Golf, and the formula behind the format

Netflix applied the same template to golf with Full Swing, and the measurable effects followed. Data released by the PGA Tour and Netflix indicated that 63 per cent of Full Swing viewers went on to watch PGA Tour coverage in the two months after the show’s debut, and that 11 per cent of viewers who had not watched tour golf in the previous six months tuned in afterwards. The show also turned lesser-known professionals into recognisable characters, demonstrating that the documentary effect works on individuals as well as institutions.

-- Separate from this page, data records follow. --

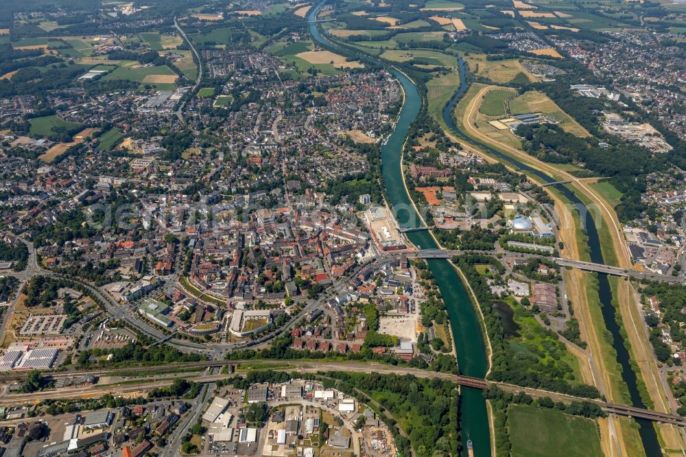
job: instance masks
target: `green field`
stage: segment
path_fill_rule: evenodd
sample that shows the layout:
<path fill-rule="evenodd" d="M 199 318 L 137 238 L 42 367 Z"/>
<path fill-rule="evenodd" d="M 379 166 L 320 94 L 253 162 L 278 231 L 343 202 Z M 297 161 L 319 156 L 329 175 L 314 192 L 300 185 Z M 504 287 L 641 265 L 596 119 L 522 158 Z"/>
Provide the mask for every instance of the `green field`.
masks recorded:
<path fill-rule="evenodd" d="M 504 116 L 505 101 L 515 95 L 512 91 L 490 91 L 484 97 L 479 112 L 486 116 Z"/>
<path fill-rule="evenodd" d="M 394 62 L 412 61 L 413 63 L 425 62 L 429 65 L 443 67 L 456 67 L 458 65 L 458 59 L 453 56 L 424 49 L 386 51 L 380 57 Z"/>
<path fill-rule="evenodd" d="M 295 56 L 300 52 L 310 51 L 312 48 L 311 45 L 312 43 L 310 41 L 298 41 L 293 43 L 280 42 L 270 47 L 269 51 L 279 57 Z"/>
<path fill-rule="evenodd" d="M 162 47 L 160 33 L 158 32 L 144 32 L 138 34 L 141 40 L 145 41 L 153 51 L 161 51 Z"/>
<path fill-rule="evenodd" d="M 231 95 L 219 95 L 215 100 L 215 106 L 228 106 L 233 102 L 233 97 Z"/>
<path fill-rule="evenodd" d="M 29 120 L 29 124 L 31 124 L 29 134 L 31 136 L 40 135 L 41 137 L 49 137 L 53 134 L 53 128 L 55 127 L 64 127 L 67 129 L 72 129 L 79 126 L 79 124 L 75 122 L 62 121 L 56 115 L 44 116 L 43 117 L 34 117 Z"/>
<path fill-rule="evenodd" d="M 597 190 L 598 194 L 612 205 L 613 208 L 619 204 L 622 196 L 624 195 L 607 181 L 593 183 L 591 187 Z"/>
<path fill-rule="evenodd" d="M 429 115 L 441 125 L 445 124 L 443 107 L 455 93 L 459 84 L 460 75 L 458 73 L 437 76 L 427 82 Z"/>
<path fill-rule="evenodd" d="M 512 457 L 601 457 L 595 421 L 555 410 L 513 404 L 508 410 Z"/>
<path fill-rule="evenodd" d="M 174 84 L 173 82 L 145 82 L 146 76 L 151 75 L 175 75 L 169 67 L 165 65 L 157 67 L 119 67 L 114 71 L 108 73 L 103 77 L 104 80 L 128 80 L 141 83 L 141 85 L 149 84 L 154 86 L 162 90 L 173 90 Z"/>
<path fill-rule="evenodd" d="M 117 128 L 112 128 L 98 137 L 97 150 L 106 151 L 112 149 L 123 137 L 121 131 Z"/>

Why does the format work so reliably? Because documentaries solve sport’s oldest onboarding problem: context. Live sport is dense with history, jargon and unwritten narrative. A newcomer watching a race or a derby cold sees only the surface. A documentary supplies the backstory, the grudges, the stakes and the faces, so that when the new fan finally watches live, the event feels charged rather than confusing. Rivalries, in particular, are pure narrative; they are the easiest asset for a documentary to transfer. That is one reason soccer’s great rivalries travel so well on screen.

What it means for leagues and fans

The lesson leagues have drawn is that storytelling is now a fan-acquisition channel with measurable return, and nearly every major property has commissioned its own behind-the-scenes series as a result. Not all of them land; access without genuine tension produces promotional video, not drama, and audiences can tell the difference. The series that moved the needle shared a willingness to show conflict, failure and personality.

There are caveats. Documentary-acquired fans arrive through narrative, and some drift away when the storyline that hooked them ends. Converting them into durable supporters still requires the traditional machinery of fandom: accessible broadcasts, community, and live moments worth caring about, a challenge tied closely to how streaming platforms are reshaping sports broadcasting. But the broader shift is real and probably permanent. The first touchpoint for a new fan is now as likely to be a streaming menu as a stadium, and the old rivalries, the sport’s richest stories, are the bait. For leagues sitting on a hundred years of feuds and folklore, the archive has never been worth more.